Here is how a District budget deficit re-emerged in 2006.
- Midyear estimates that the 2005-06 budget had fallen out of balance necessitated a central office hiring freeze and a number of additional cutbacks in January 2006, including a 30 percent reduction in unspent discretionary school-based funds.
- In May 2006, amidst protests, the School Reform Commission adopted a balanced budget for 2006-07 that included teacher cuts at a number of schools, undoing much of the District's class size reduction initiatives in the lower grades from prior years.
- The new budget statement indicated that the District's recent budget imbalance had been rectified and projected there would still be a $50 million reserve fund at the start of the new fiscal year on July 1, 2006.
- In August, District officials determined that they had actually run a deficit of more than $20 million in the fiscal year just ended June 30.
- In September, CEO Vallas announced that for the first time in his tenure, the District would conduct fall “leveling” of teacher allotments. To staff overcrowded classrooms, the District took 65 teachers out of schools where class sizes were below mandated limits.
- In October, District officials announced that the deficit in 2005-06 had been much larger than the $20 million earlier believed due to underestimates in areas such as charter school costs and termination pay.
- In November, as they closed the books on 2005-06, District finance officials said spending had actually outstripped revenue that year by over $73 million, more than wiping out the District's $50 million reserves and leaving the District with a negative fund balance of $23 million.
- Officials explained that some of the mistaken projections in 2005-06 would recur as a problem in 2006-07, meaning that the budget for the current year, thought to be balanced, was now about $50 million in the red.

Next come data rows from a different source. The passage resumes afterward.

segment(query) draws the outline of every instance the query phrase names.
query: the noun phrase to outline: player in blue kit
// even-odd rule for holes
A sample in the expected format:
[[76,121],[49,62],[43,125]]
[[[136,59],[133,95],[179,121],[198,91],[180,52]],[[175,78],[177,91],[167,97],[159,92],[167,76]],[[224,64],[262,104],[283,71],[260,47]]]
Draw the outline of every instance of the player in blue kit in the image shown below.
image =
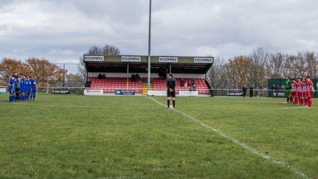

- In November, CEO Paul Vallas proposed roughly $70 million in budget cuts, which he said would be enough to balance the 2006-07 budget and bring the District's negative fund balance back to zero. Vallas also proposed rebuilding the District's reserves through some one-time measures such as sales of property.
- The SRC adopted a new set of financial controls, created an audit committee, and endorsed a 20 percent cut in central office staff as well as authorizing cuts to contracts, but rejected several other cuts proposed by Vallas.